Emotional well-being is the partner to diabetes knowledge and self-care skill that can lead to a successful life, despite having a chronic illness.
In this series of expert articles, you will discover the skills and building blocks of emotional well-being. The skills of emotional well-being will fuel the reason why you want to take good care of yourself and your diabetes.
Let’s be honest: having to manage diabetes, all day everyday, can be a real burden. Most are willing to do it for something that is important to them or something they value deeply. Let me explain. Diabetes is a demanding disease. It requires daily testing, adjusting and living with the unexpected changes that come with living a life. In many ways, it is a great teacher of life’s reality – the unexpected is expected, change is inevitable and dealing with setbacks is the secret to a fulfilling life. So what does that have to do with emotional well-being?
What is emotional well-being?
Emotional well-being has been described as a basket of components that include life satisfaction, positive emotions and life purpose. We could spend many pages writing about each of these components, but at the heart of them is one concept: we are living for something we value that we want to preserve and express in our daily life. We want fulfilling relationships with others, we want to be involved in work that is meaningful and we want to believe that there is more to this world than our problems. Emotional well-being is something we work towards because it provides us with meaning and purpose, as well as positive emotions.
So, while having to take care of diabetes is a big responsibility, when people are willing to do so for something important to them, by developing the skill of emotional well-being – that ‘willing to’ will be there every day. We want to experience our lives as satisfying. If we delve a little deeper, it doesn’t come from doing fun things or achieving success but from one’s evaluation of one’s life journey. In working with people who are struggling with diabetes distress, my goal is to help them develop the skills of resiliency and the ability to cope better with the demands of living with diabetes. By being more resilient, we are left with more energy to enjoy life. Luckily, in many instances, the same skills that allow one to take better care of diabetes are the same ones that lead to living a more fulfilling life.

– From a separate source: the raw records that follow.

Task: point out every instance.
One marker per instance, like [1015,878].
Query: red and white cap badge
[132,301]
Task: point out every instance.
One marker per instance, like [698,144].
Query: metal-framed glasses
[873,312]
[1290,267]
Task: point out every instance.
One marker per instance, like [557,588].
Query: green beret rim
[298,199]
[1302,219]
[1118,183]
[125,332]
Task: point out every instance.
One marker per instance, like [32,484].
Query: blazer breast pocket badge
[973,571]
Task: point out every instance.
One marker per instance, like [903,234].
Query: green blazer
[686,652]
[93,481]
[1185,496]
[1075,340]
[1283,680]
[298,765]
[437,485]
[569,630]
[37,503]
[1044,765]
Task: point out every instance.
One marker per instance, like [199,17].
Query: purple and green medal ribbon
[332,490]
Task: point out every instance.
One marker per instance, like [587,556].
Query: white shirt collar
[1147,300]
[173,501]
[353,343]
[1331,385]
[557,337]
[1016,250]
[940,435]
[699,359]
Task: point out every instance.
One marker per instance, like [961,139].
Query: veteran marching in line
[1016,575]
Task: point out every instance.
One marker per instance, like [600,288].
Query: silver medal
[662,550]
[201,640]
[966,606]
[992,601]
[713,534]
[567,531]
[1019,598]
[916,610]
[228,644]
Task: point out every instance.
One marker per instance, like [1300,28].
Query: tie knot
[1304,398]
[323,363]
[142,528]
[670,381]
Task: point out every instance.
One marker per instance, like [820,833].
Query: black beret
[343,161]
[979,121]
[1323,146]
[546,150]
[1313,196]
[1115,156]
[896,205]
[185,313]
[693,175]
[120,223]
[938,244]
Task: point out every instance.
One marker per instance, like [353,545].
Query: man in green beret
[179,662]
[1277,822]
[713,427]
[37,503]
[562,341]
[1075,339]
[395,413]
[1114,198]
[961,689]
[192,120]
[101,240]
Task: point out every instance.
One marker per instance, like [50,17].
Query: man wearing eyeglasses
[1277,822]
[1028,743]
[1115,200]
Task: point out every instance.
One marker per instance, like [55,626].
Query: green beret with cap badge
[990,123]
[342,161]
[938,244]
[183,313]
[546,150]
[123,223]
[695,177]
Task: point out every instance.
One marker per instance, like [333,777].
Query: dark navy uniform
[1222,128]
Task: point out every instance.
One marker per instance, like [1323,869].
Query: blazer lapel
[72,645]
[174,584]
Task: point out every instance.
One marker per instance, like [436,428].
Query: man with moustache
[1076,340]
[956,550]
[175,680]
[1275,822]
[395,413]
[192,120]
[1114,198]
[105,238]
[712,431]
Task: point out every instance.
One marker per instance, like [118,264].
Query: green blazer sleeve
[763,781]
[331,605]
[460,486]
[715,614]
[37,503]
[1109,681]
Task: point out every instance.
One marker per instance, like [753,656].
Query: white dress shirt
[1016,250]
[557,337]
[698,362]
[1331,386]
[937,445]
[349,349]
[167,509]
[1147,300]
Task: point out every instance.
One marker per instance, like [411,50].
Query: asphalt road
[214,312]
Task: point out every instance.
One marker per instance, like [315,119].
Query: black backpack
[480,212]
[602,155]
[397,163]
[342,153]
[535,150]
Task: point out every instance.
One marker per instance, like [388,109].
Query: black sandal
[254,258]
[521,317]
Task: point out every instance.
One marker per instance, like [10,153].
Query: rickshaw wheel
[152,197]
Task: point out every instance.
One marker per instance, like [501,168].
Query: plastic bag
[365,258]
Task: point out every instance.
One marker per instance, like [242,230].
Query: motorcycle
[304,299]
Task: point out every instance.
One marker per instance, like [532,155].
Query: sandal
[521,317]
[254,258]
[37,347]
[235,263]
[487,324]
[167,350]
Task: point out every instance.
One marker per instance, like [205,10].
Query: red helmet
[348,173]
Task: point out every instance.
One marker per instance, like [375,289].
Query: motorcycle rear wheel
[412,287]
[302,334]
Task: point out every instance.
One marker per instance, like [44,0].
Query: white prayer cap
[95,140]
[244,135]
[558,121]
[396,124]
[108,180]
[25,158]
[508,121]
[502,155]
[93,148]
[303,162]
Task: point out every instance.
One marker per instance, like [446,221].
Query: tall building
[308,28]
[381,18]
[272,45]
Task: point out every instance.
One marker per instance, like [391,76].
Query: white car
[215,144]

Learning emotional well-being skills
Your emotional well-being is as important as your physical well-being when it comes to effective management of your diabetes and, like physical fitness, emotional well-being is a skill we can work on improving.
Let’s begin by defining some of the skills that can lead to a sense of emotional well-being and improve our willingness to do self-care. For me, there are three building blocks of emotional well-being:
- An optimistic way of assessing one’s life. The human brain is negatively biased. We are constantly looking out for danger. To have emotional well-being, we need to develop a more optimistic, hopeful view of life.
- A deep sense of purpose and meaning. We can spend most of our life simply doing tasks or checking off the success boxes determined by the world around us. Unfortunately, this approach does not lead to emotional well-being. What does lead to well-being is a sense of contribution beyond one’s own self.
- Living more often with positive emotions. This is the toughest of the bunch because a percentage of our positive emotions are simply genetically programmed. About 35% to 50% of our positive emotional nature is simply what we are born with. That leaves just more than one-half in your control.
As we add to our series of emotional well-being articles, we will expand and add to these three building blocks of emotional well-being with exercises, tips and tools.
In my experience, with an optimistic view of life, a sense of purpose and a shift to positive emotions, you will be more able to live the fullest life possible!